Oysa, çalışma hayatının kendine has dinamikleri içinde düşünüldüğünde, dinozorların etki alanları zaten fazlasıyla genişti. Çünkü iş alemi, “değişime ayak direyen eski kuşak yöneticiler”e çoktan bu etiketi yapıştırmıştı bile... İsmin gerçek sahibine mi, yoksa emanetçisine mi haksızlık ediliyordu, onu ayrıca tartışmak lazımdır. Hakedenlerin darılmasına gerek olmadığını düşünüyorum. Hayatımızın tamamı zaman zaman bir gülmeceden ibaret olarak yaşanmıyor mu? Bu gülmecenin çerçevesini, “Yönetim Bilimi” esaslı eğitimleri de kapsayacak şekilde genişlettiğimizde, karşımıza çok keyifli bir “Manifesto” çıktı. Farklı kuşak yöneticilerin, değişime, yeni örgüt yapılarına ve yeni enstrümanlara daha kolay entegre olmalarını hedefleyen bu çabayı, “karşıt kavramların büyüsü” ile kağıda döktük. Cevaplandırılması gereken bütün ayrıntılar, “Nasıl Dinozor Olunur?©” (*) sorusunda gizlenmişti! Bilgiyi paylaşmayanları, hedef koyma ve izleme teknikleri zayıf olanları, duymanın ötesine geçerek “dinlenme” becerisini geliştirmek istemeyenleri, öğrenen organizasyonları reddeden ve değişim yönetiminin temel unsurlarını gözardı edenleri, evrime ayak uyduramayanları, sebep sonuç ilişkisi kurmadan yaşamaya ısrarlı olanları, çatışma yönetimine sırt çevirenleri ve yaşı kaç olursa olsun, “ben yüzyıllardır böyle yönettim” tavrını sürdürmekte olanları, bir eğitimin içinde paketledik!

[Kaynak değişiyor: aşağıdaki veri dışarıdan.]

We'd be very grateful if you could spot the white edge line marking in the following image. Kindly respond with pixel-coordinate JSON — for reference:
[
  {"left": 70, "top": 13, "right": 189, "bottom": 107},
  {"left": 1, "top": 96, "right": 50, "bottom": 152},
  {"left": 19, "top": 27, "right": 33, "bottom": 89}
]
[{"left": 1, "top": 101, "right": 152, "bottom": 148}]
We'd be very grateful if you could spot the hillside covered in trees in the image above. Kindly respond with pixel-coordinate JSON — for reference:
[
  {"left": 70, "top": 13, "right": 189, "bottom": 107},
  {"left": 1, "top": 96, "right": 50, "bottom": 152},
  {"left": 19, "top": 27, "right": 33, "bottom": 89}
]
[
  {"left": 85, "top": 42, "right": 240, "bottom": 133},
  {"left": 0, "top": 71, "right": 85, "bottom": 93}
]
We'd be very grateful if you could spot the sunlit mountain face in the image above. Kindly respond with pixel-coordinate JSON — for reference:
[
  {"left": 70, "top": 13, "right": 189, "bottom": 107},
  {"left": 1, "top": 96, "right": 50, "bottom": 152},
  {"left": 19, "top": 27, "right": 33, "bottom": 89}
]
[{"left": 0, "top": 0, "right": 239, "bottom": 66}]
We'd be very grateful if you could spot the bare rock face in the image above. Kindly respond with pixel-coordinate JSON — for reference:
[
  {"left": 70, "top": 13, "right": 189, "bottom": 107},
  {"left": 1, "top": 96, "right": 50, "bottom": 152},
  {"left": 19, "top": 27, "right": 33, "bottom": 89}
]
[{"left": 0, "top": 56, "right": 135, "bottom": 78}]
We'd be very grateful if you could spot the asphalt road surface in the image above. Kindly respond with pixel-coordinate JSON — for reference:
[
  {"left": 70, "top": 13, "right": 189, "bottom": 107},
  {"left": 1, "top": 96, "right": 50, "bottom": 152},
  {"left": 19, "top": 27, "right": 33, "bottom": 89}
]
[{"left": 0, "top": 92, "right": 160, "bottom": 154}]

İş yerlerinde gözden uzak kalarak yaşamaya çalışanları bir yana bırakırsanız, hayvanlar aleminde gerçek bir “başarı öyküsü” olan dinozorların yaşam mücadelesi ile bazı “eski kuşak yöneticiler”in başarıları arasında ilgi çekici paralellikler kurmak bile mümkündür: Dinozorlar, “Çevreye uyum sağladılar, pullu ve su geçirmez derileri sayesinde korundular ve kuru kaldılar. Sert kabuklu yumurtaları sayesinde pek çok yavru hayatta kalmayı başardı. O dönemde yaşayan öteki hayvanlara oranla daha kolay yürüdüklerinden kolayca yiyecek bulup, düşmanlarından kaçabildiler. Bazı dinozorlar ot, bazıları et yediklerinden yiyecek sıkıntısı çekmediler”. Genel kabul görmüş ve artık yerleşmiş bu deyimin arkasına saklanmaya niyetim yok. Ama bugün işletmelerde, “yeni eski mücadelesi” adı altında sahnelenen senaryoların perde arkasında bu küçük ipuçlarının olduğunu düşünüyorum. Asıl garip olan ve gözden kaçırdığımız nedir biliyor musunuz? Akrepler, dinozorların ortaya çıkışından 160 yıl önce yaşamaya başlamıştı.

(*) Copyright

Nihat Demirkol
Prometheus Danışmanlık / Ege Bölge Müdürü

Bizde içerik bol, seni düzenli olarak bilgilendirmemizi ister misin? :)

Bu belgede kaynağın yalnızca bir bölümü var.